Stop 3 of 8

Stop Three

What happens when the photographer
catches herself in the act?

A black-and-white self-portrait by Ilse Bing showing her twice: in profile on the left behind her Leica camera on a tripod, and facing forward on the right, her eye visible above the camera lens, the composition split by mirror frames and a dark curtain.

Ilse Bing set up two mirrors and her Leica on a tripod in 1931, and for a moment she became a stranger to herself.

Look at how the photograph splits her in two. On the left, in profile, she's absorbed in the act of seeing — her hand on the camera, her gaze intent. On the right, reflected straight on, she stares back at you with one visible eye, half-hidden by the lens. The camera sits between these two versions of her like a hinge. She is both the watcher and the watched, the subject and the photographer, the stranger on the bridge and the one holding the shutter release.

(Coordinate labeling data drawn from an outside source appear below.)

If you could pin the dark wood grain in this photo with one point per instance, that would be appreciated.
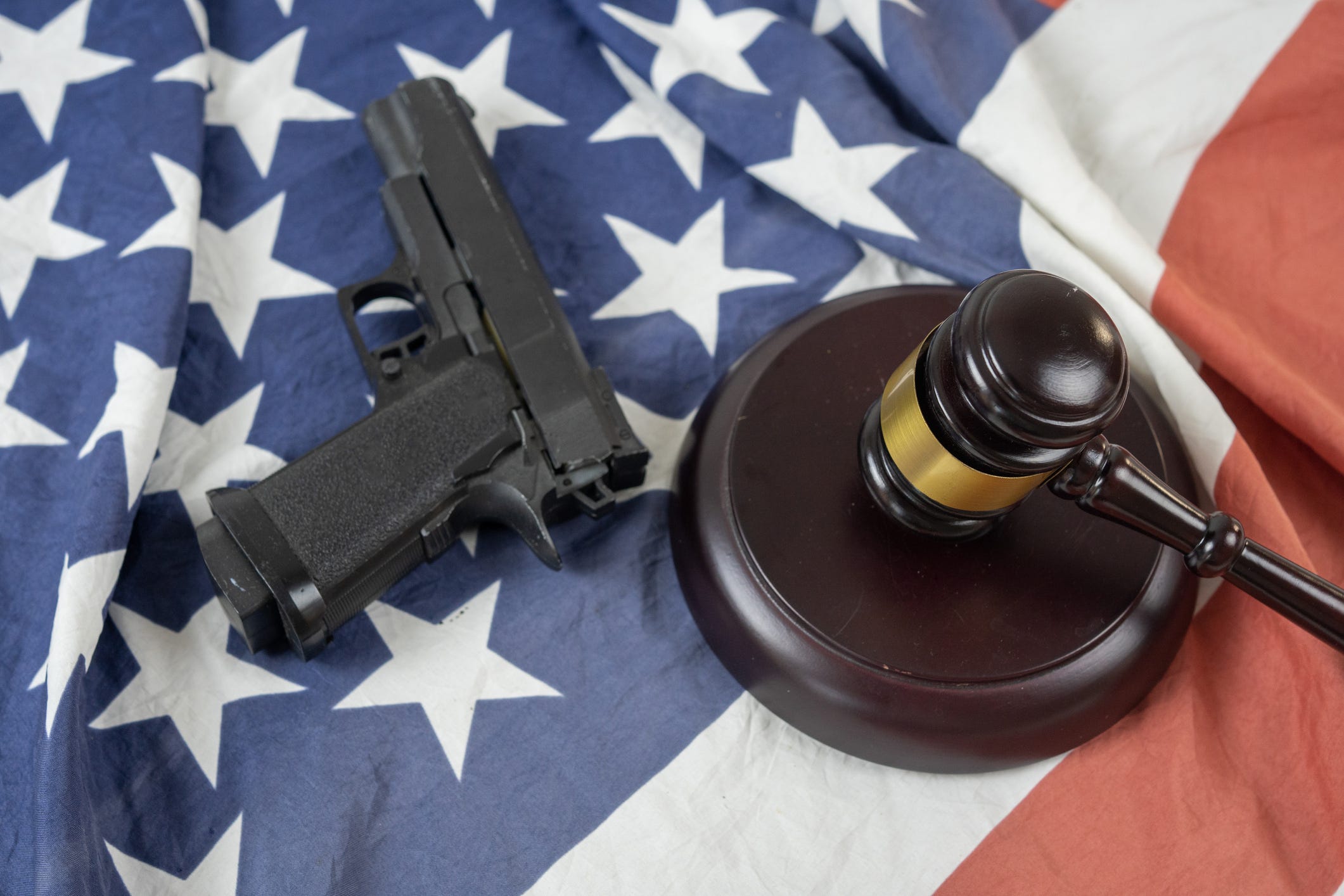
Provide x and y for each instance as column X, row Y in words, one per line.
column 893, row 646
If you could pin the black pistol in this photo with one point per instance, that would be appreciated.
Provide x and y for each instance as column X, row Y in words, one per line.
column 488, row 411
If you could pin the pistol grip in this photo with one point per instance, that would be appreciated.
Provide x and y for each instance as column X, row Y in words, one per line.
column 324, row 536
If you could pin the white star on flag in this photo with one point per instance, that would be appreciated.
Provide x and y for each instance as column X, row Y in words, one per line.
column 39, row 65
column 647, row 115
column 178, row 227
column 136, row 410
column 876, row 269
column 864, row 18
column 77, row 624
column 198, row 457
column 482, row 84
column 663, row 435
column 699, row 42
column 832, row 182
column 234, row 272
column 18, row 428
column 257, row 97
column 217, row 875
column 447, row 668
column 187, row 676
column 687, row 277
column 194, row 69
column 27, row 233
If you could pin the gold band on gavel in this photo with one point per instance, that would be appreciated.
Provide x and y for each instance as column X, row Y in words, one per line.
column 931, row 468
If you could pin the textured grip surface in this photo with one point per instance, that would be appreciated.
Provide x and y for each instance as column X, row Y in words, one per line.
column 347, row 500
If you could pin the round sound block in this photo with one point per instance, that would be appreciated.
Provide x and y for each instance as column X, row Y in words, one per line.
column 889, row 645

This is the question the photograph asks: Who is the stranger when you photograph yourself? Bing called her Leica "an extension of my eyes," but here the camera becomes a wedge that splits her into multiple selves. The dark curtain hanging between the mirrors divides the frame like a stage set, as if she's performing two roles at once. And maybe she is. Maybe we all are — always split between the person who looks and the person who is seen.

The geometry is so deliberate it almost hums: the crisp edges of the mirror frames, the sharp diagonal of the tripod legs, the high-contrast blacks and whites. This is 1931 — the height of European modernism, when photographers like Bing were "breaking every rule," as she put it, to discover "what the camera could do that no brush could do." What Bing discovered here is that the camera can make you a stranger in your own image. It can show you the face you never quite see when you look in the mirror: the face that's looking back.

Think back to Tsuchida's woman on the bridge. She didn't know she was about to fill a stranger's frame. Bing does know — she engineered the whole encounter. And yet the photograph still catches something she didn't fully control: the uncanny doubleness of being both here and there, both seer and seen. The camera knows this about us. It knows we are always strangers, even — especially — to ourselves.

Ilse Bing (American, born Germany, 1899–1998)

Self-Portrait in Mirrors, 1931

Gelatin silver print, 10½ × 12 in.

Joseph G. Mayer Fund · The Museum of Modern Art, New York

Have you ever seen yourself in a photograph and thought, "Who is that?"